Looking at the Musk acquisition: I’ll be up front before I get into it. I think Elon is a jackass. I’ll say more about why, but being clear, I think he’s an idiot with no idea of what he’s gotten himself into.

That said: the company really needed to be shaken up. They hired far too many people – largely because of that same old indecisiveness. You can’t move existing staff off of what they’re doing and on to something new unless you’re willing to actually cancel the thing that they were working on. But cancelling a stream of in-progress work takes some responsibility, and you have to account for the now wasted sunk cost of what they were doing. So instead of making sure that everyone was working on something that was really important and valuable to the company, they just hired more people to do new things. As a result, they were really bloated.

So trimming down was something they really needed. Twitter is a company that, run well, could probably chug along making a reasonable profit, but it was never going to be a massive advertising juggernaut like Google or Facebook. So keeping tons of people on the staff when they aren’t really contributing to the bottom line just doesn’t work. Twitter couldn’t afford to pay that many people given the amount of money it was bringing in, but no one wanted to be responsible for deciding who to cut. So as sad as it is to see so many smart, hard-working people lose their jobs, it was pretty inevitable that it would happen eventually.

But The way that Elon did it was absolutely mind-numbingly stupid.

He started by creating a bullshit metric for measuring productivity. Then he stack-ranked engineers based on that bullshit metric, and fired everyone below a threshold. Obviously a brilliant way to do it, right? After all, metrics are based on data, and data is the basis of good decisions. So deciding who to fire and who to keep based on a metric will work out well!

Sadly, his metric didn’t include trivial, unimportant things like whether the people he was firing were essential to running the business. Because he chose the metric before he understood anything about what the different engineers did. An SRE might not commit as many lines of code to git, but god help your company if your service discovery system goes down, and you don’t have anyone who knows how to spin it back up without causing a massive DDOS across your infrastructure.

Then came the now-infamous loyalty email. Without telling any of the employees what he was planning, he demanded that they commit themselves to massive uncompensated increase in their workload. If they wouldn’t commit to it, the company would take that as a resignation. (And just to add insult to injury, he did it with a Google forms email.)

Dumb, dumb, dumb.

Particularly because, again, it didn’t bother to consider that people aren’t interchangable. There are some people that are really necessary, that the company can’t do without. What if they decide to leave rather than sign? (Which is exactly what happened, leading to managers making desperate phone calls begging people to come back.)

So dumb. As my friend Mike would say, “Oh fuck-a-duck”.

Elon is supposed to be a smart guy. So why is he doing such dumb stuff at twitter?
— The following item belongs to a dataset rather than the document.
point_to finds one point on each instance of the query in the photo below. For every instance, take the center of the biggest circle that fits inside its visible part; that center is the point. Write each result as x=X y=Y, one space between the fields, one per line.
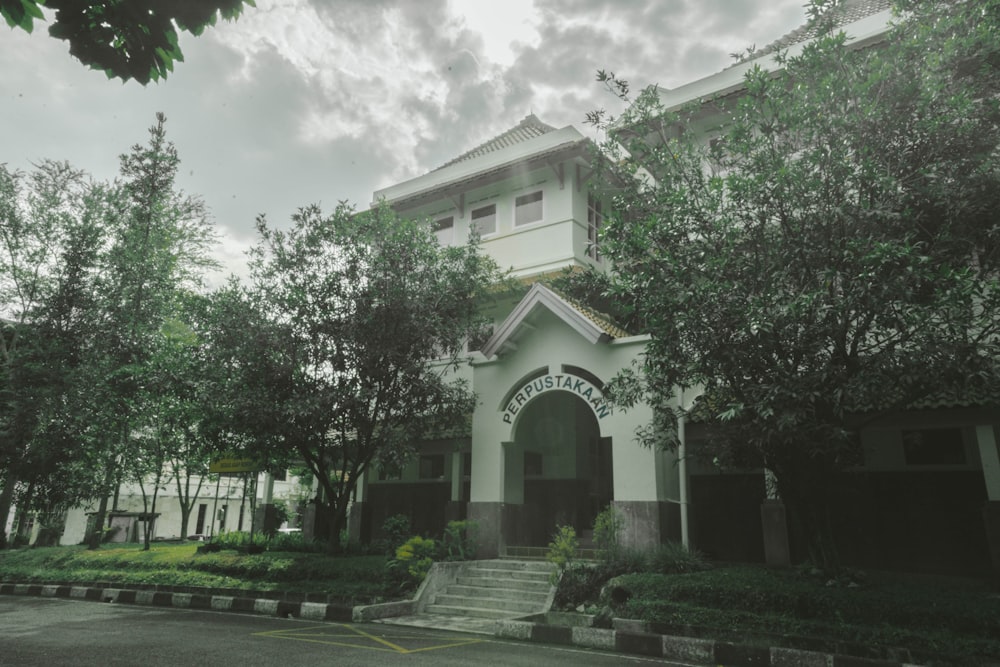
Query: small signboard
x=232 y=466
Easy. He’s not really that smart.

This is something I’ve learned from working in tech, where you deal with a lot of people who became very wealthy. Really wealthy people tend to lose touch with the reality of what’s going on around them. They get surrounded by sycophants who tell them how brilliant, how wonderful, how kind and generous they are. They say these things not because they’re true, but because it’s their job to say them.

But if you’re a person who hears nothing, from dawn to dusk, but how brilliant you are, you’ll start to believe it. I’ve seen, several times, how this can change people. People who used to be reasonable and down to earth, but after a few years of being surrounded by yes-men and sycophants completely lose touch.

Elon is an extreme case of that. He grew up in a rich family, and from the time he was a tiny child, he’s been surrounded by people whose job it is to tell him how smart, how brilliant, how insightful, how wonderful he is. And he genuinely believes that. In his head, he’s a combination of Einstein, Plato, and Ghandi – he’s one of the finest fruits of the entire human race. Anyone who dares to say otherwise gets fired and kicked out of the great presence of the mighty Musk.

Remember that this is a guy who went to Stanford, and dropped out, because he didn’t like dealing with Professors who thought they knew more than he did. He’s a guy who believes that he’s a brilliant rocket scientist, but who stumbles every time he tries to talk about it. But he believes that he’s an expert – because (a) he’s the smartest guy in the world, and (b) all of the engineers in his company tell him how brilliant he is and how much he’s contributing to their work. He’d never even consider the possibility that they say that because he’dfire them if he didn’t. And, besides, as I’m sure his fanboys are going to say: If he’s not so smart, then why does he have so much more money than me?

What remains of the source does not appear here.